Lusins: Sometimes artists don’t like to license—part of copyright is the right to say no. Woody Allen doesn’t want anyone touching his movies. Also there are often multiple people with rights to control/get paid. If you use a SAG performance in another audiovisual work without permission and are subject to the SAG contract, the actor is entitled to seek triple the day rate, which can be an enormous amount of money. That’s how they keep people from reusing performances. That interest group won’t be satisfied with micropayments (not to mention giving up control).
Miller: Tom Cruise isn’t the issue—it’s the day worker living on residuals and clip licenses. If there’s a right to not compensate them, that stream dries up.

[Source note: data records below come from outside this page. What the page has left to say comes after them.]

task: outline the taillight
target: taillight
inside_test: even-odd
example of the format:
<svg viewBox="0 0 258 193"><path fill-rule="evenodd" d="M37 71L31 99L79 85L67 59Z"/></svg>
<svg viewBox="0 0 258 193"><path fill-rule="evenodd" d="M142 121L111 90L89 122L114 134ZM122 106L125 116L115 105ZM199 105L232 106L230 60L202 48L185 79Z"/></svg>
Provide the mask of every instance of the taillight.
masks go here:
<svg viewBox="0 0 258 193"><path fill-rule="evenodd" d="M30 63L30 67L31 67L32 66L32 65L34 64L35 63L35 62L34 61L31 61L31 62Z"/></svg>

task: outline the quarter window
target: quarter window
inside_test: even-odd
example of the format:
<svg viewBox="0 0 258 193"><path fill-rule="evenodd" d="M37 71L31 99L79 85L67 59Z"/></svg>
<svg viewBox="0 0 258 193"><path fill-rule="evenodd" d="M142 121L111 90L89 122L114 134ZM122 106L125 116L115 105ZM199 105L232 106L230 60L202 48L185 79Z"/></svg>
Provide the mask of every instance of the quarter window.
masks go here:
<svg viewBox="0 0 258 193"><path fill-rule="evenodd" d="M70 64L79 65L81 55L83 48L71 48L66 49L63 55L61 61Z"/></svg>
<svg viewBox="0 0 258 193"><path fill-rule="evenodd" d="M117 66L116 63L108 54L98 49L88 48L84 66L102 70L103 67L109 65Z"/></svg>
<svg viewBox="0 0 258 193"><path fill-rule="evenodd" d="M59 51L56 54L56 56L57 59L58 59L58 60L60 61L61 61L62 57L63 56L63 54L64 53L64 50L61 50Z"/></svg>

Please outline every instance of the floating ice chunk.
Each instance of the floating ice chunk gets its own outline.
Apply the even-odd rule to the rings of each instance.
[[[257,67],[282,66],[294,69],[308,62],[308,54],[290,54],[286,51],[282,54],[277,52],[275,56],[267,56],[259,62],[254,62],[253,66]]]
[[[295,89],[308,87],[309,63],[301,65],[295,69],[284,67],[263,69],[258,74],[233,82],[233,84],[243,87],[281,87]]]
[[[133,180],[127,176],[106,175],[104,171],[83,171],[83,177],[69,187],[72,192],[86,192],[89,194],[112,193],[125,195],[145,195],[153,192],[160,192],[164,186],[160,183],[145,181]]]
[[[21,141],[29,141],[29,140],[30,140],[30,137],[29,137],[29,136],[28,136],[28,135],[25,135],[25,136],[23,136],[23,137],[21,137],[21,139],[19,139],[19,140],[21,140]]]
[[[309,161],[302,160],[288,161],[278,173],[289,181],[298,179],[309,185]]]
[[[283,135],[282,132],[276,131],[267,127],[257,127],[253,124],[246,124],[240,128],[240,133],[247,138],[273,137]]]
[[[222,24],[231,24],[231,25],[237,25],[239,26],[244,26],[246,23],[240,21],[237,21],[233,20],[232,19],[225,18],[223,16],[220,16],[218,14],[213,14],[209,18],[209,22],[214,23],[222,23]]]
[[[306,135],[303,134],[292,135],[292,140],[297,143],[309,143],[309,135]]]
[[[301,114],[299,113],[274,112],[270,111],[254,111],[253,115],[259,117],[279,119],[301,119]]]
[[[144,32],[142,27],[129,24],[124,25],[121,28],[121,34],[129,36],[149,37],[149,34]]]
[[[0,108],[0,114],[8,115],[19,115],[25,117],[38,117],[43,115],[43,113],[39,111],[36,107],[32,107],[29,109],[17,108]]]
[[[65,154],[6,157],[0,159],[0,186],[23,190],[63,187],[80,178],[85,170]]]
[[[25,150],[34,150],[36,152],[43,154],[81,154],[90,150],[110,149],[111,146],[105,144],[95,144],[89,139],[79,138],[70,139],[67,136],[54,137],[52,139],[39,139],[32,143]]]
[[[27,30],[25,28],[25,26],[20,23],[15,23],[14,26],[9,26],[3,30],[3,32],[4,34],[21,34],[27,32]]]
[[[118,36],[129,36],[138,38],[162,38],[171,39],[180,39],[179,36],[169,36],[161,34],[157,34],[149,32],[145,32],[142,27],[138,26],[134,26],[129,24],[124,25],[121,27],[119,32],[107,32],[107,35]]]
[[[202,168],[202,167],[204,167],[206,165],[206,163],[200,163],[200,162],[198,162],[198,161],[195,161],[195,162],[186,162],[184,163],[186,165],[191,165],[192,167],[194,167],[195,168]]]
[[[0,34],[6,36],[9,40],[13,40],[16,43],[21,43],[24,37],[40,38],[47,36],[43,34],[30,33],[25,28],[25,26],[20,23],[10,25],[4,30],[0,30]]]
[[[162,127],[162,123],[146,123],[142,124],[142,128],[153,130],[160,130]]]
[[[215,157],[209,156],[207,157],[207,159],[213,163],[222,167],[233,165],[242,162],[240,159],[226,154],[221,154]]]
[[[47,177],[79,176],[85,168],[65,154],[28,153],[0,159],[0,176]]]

Coppa: Speaking on behalf of her practice community: one reason she emphasizes its 35-year history is to make the point that they’re early adopters, creating the internet. From her perspective, content owners are coming into her space; they’re building a shopping mall next to her community center. The idea of giving things for free on the internet is now someone’s business plan, but it used to be what people did. The idea that when commerce shows up noncommerciality has to give way—that the internet can’t be private, cool, small and fun—is really scary and destructive. To what extent is the shopping mall allowed to retroactively condemn the community center by making it look monetizable?
Miller: The community centers are analogous to the underground—never going to be a big issue.
Coppa: But the space just got bigger. YouTube users had the infrastructure change around them.
Miller: No one was making millions of ad dollars around your community, and as long as that didn’t happen it’s a nonissue. But now it’s monetized, one private entity versus another, then my clients want to participate in some form.
Coppa: But the “you” who’s profiting is different from the “you” who’s creating.
Miller: A public interest space would be different.
Julie Ahrens: Picking up on the idea that few cases end up litigated—does that mean fair use works? People have questions about what they can do all the time, and scarce resources to litigate. Are there structural ideas of reform that could help solve this outside of litigation?
Samuelson: There are a lot of tolerated uses now, which become de facto fair uses, which is good.
Me: Americans are crazy; if they get less crazy, then chilling effects would decrease. More seriously, best practices are a pretty good idea.